Paul wrote God has blessed us with every spiritual blessing in the heavenly places in Christ. Paul provides a list of these blessings in the opening verses of Ephesians, one of the most magnificent passages in this book. He also emphasized these blessings to the Believer, in Christ, are to the praise of the glory of God’s grace.
Blessed be the God and Father of our Lord Jesus Christ, who has blessed us with every spiritual blessing in the heavenly places in Christ, just as He chose us in Him before the foundation of the world, that we would be holy and blameless before Him.

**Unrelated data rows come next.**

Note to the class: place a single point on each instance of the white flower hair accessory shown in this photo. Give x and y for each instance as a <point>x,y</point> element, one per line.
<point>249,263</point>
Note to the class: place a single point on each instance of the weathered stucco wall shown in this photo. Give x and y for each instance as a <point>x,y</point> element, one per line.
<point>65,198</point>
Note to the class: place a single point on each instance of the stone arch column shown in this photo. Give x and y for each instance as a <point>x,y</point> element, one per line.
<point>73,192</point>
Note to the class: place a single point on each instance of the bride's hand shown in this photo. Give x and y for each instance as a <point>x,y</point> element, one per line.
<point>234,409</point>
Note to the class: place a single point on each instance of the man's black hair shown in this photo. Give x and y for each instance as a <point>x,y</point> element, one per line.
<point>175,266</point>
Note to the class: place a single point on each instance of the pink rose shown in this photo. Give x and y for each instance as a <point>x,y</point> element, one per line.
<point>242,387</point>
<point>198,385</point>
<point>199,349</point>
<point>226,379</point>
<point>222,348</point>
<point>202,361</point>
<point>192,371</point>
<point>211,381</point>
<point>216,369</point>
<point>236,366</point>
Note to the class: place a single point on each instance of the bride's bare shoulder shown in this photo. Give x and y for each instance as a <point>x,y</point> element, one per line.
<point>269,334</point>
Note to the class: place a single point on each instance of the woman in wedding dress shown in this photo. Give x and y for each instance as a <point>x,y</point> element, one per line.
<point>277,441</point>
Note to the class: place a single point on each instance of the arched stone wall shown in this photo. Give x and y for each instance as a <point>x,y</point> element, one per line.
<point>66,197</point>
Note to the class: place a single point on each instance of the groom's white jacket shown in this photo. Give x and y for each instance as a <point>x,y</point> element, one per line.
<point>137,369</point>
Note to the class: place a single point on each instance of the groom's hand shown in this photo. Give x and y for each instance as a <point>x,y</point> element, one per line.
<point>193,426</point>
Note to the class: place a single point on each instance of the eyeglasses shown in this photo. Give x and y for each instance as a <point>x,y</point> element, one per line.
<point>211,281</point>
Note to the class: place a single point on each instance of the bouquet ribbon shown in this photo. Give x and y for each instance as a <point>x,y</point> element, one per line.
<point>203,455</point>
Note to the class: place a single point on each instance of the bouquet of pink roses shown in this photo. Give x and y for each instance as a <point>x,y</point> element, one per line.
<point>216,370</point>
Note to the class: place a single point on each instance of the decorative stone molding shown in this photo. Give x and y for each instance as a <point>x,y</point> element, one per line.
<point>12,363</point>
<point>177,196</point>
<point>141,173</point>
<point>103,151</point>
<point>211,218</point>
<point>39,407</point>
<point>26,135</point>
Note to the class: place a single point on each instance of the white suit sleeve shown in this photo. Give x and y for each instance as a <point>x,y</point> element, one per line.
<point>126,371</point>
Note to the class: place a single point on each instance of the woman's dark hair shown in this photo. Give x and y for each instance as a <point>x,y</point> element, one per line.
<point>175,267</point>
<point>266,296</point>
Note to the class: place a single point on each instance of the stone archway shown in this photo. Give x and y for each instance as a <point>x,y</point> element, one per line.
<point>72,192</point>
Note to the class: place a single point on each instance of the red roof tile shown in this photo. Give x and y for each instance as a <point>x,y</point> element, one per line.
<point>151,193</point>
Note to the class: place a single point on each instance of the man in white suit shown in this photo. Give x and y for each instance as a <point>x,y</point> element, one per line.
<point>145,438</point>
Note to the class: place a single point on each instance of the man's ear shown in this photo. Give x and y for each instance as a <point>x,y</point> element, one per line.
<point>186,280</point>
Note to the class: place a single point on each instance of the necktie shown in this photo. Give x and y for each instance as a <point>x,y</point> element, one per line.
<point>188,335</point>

In love He predestined us to adoption as sons through Jesus Christ to Himself, according to the kind intention of His will, to the praise of the glory of His grace, which He freely bestowed on us in the Beloved. In Him we have redemption through His blood, the forgiveness of our trespasses, according to the riches of His grace which He lavished on us. In all wisdom and insight He made known to us the mystery of His will, according to His kind intention which He purposed in Him with a view to an administration suitable to the fullness of the times, that is, the summing up of all things in Christ, things in the heavens and things on the earth. In Him also we have obtained an inheritance, having been predestined according to His purpose who works all things after the counsel of His will, to the end that we who were the first to hope in Christ would be to the praise of His glory. In Him, you also, after listening to the message of truth, the gospel of your salvation—having also believed, you were sealed in Him with the Holy Spirit of promise, who is given as a pledge of our inheritance, with a view to the redemption of God’s own possession, to the praise of His glory (Ephesians 3:1-14).
These blessings in Christ are God’s gifts; a “spiritual package.” When a person believes the gospel (1 Corinthians 15.1-4), i.e. take God at His Word, they have a new relationship with God through faith (alone) in Christ Jesus (John 14:6). They are no longer experiencing enmity with God; having been reconciled to God they are recognized as His adopted son or daughter. Let that sink in! The true Believer now stands in an unending stream of God’s grace from which every spiritual blessing flows.